Winning in New York City’s Rental Market
2/2/17
The dynamics of New York City’s rental market have changed. The New York Times, Wall Street Journal, Real Deal, and other major newspapers and journals are running articles about the shift in rents. Let’s take a deeper dive to see what is happening.
As this trend continued, more and more owners took notice and redeveloped more apartments specifically targeting the “higher end” of the rental market. With land prices rising, especially in Brooklyn and Queens, new rental developments were built specifically for this class of renter.
The result? An increased supply and more neighborhood options for NYC apartment dwellers.
Recently, as rental growth slowed, owners continued to push the “asking rent” for apartments higher and higher. Those increases were outpacing the demand and affordability for some of the rental population. To counteract this, owners began offering one month free, then two months free, and finally, paying the rental brokerage fee.
As a result, although the rents in New York City’s rental market appear high on the surface, determining the “real” rents inside of a building has become confusing to investors. They often ask, “What is the ‘net effective’ rent”?
Within 24 months, the new supply will be absorbed and high end rents will firm up again.

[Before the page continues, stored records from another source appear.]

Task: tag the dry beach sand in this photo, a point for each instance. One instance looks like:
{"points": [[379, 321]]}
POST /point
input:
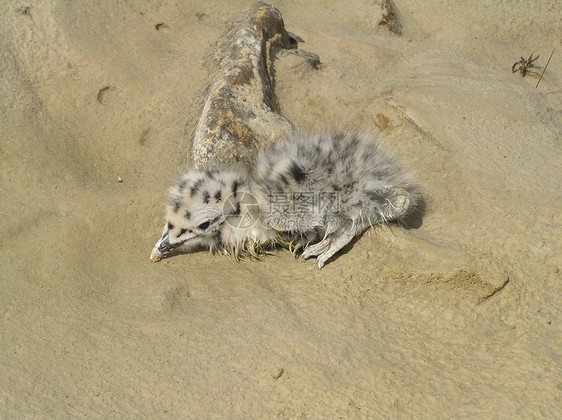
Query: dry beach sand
{"points": [[456, 317]]}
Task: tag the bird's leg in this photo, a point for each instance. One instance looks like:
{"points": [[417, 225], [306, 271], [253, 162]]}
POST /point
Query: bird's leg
{"points": [[335, 241]]}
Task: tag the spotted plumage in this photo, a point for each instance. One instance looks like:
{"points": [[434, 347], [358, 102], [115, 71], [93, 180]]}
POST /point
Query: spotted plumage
{"points": [[312, 193]]}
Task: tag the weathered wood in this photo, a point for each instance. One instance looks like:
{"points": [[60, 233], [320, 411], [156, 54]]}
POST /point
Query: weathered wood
{"points": [[240, 114]]}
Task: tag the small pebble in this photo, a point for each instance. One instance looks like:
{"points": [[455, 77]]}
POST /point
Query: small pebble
{"points": [[277, 372]]}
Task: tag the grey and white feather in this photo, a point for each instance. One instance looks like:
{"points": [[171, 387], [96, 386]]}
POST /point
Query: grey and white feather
{"points": [[312, 193]]}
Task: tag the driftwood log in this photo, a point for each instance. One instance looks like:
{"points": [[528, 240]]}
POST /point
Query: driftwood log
{"points": [[240, 114]]}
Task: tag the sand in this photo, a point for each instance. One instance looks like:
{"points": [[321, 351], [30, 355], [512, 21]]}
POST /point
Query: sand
{"points": [[456, 317]]}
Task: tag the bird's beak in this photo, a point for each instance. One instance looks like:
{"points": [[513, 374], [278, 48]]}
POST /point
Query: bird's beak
{"points": [[163, 247]]}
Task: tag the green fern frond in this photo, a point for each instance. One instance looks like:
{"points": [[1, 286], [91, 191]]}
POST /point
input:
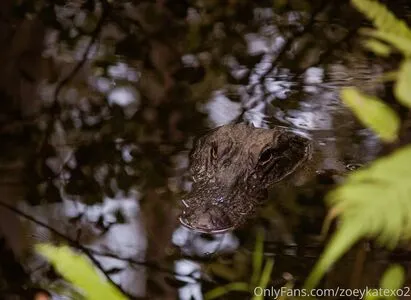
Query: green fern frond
{"points": [[80, 272], [375, 203], [382, 18]]}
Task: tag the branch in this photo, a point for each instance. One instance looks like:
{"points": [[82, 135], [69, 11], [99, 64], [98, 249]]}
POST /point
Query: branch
{"points": [[289, 42], [54, 108], [89, 252], [71, 241]]}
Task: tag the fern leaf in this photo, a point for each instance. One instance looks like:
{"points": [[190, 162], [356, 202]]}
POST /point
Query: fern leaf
{"points": [[79, 271], [375, 203], [382, 18], [403, 85]]}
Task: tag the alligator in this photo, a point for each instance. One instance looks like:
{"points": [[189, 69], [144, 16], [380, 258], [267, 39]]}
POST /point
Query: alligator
{"points": [[232, 167]]}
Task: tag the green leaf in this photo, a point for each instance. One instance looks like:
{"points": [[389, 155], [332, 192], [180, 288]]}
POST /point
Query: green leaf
{"points": [[402, 87], [373, 113], [374, 202], [393, 278], [80, 272], [377, 47]]}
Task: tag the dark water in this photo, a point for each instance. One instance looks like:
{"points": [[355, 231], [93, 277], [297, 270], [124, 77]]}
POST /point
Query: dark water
{"points": [[118, 149]]}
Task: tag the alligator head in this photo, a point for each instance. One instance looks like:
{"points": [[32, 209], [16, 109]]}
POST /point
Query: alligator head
{"points": [[232, 167]]}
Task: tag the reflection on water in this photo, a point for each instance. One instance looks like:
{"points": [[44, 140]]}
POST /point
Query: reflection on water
{"points": [[122, 135]]}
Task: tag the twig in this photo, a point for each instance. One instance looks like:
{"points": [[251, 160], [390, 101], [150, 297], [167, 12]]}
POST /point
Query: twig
{"points": [[55, 105], [289, 42], [71, 241]]}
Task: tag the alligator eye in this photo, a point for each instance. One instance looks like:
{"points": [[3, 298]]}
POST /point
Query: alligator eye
{"points": [[266, 156]]}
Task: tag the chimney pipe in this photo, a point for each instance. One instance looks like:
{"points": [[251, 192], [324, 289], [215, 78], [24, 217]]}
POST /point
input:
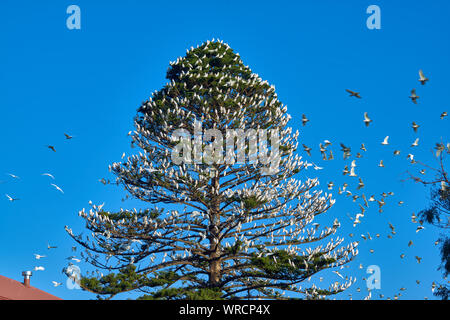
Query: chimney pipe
{"points": [[26, 278]]}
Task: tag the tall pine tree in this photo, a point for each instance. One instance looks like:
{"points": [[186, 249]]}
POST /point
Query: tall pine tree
{"points": [[227, 229]]}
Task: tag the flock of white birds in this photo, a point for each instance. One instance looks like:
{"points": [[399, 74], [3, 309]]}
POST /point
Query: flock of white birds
{"points": [[326, 155], [49, 247]]}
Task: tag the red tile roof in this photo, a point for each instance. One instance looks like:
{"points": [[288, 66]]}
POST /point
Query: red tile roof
{"points": [[14, 290]]}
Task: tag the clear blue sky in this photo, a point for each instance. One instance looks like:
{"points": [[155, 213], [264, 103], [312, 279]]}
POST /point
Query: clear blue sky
{"points": [[89, 83]]}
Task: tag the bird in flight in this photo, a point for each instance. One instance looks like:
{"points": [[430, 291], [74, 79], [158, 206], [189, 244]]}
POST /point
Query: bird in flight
{"points": [[49, 175], [57, 188], [422, 78], [414, 96], [367, 120], [11, 198], [304, 120], [353, 93]]}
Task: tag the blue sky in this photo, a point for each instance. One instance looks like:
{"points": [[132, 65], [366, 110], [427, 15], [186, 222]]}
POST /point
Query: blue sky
{"points": [[89, 83]]}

With all of this focus on the upper end of the rental market, also known as class “A,” few developers spent time creating and redeveloping more affordable housing. Although the mayor has an agenda to create more affordable housing, how it is done appears to be controversial.
Therefore, finding a way to create more middle income housing is an opportunity for investors as rents in the middle and lower end are experiencing moderate growth. Furthermore, there are no immediate prospects for developing an impactful supply in this category.
- Owners should offer no more than a one month concession
- And/or extend lease terms.
This leads to less confusion about the real operations of the building, and in the event of a sale or refinance, this places the owner in a powerful position defending the building’s gross income. Within 24 months, the new supply will be absorbed, and high end rents will firm up again.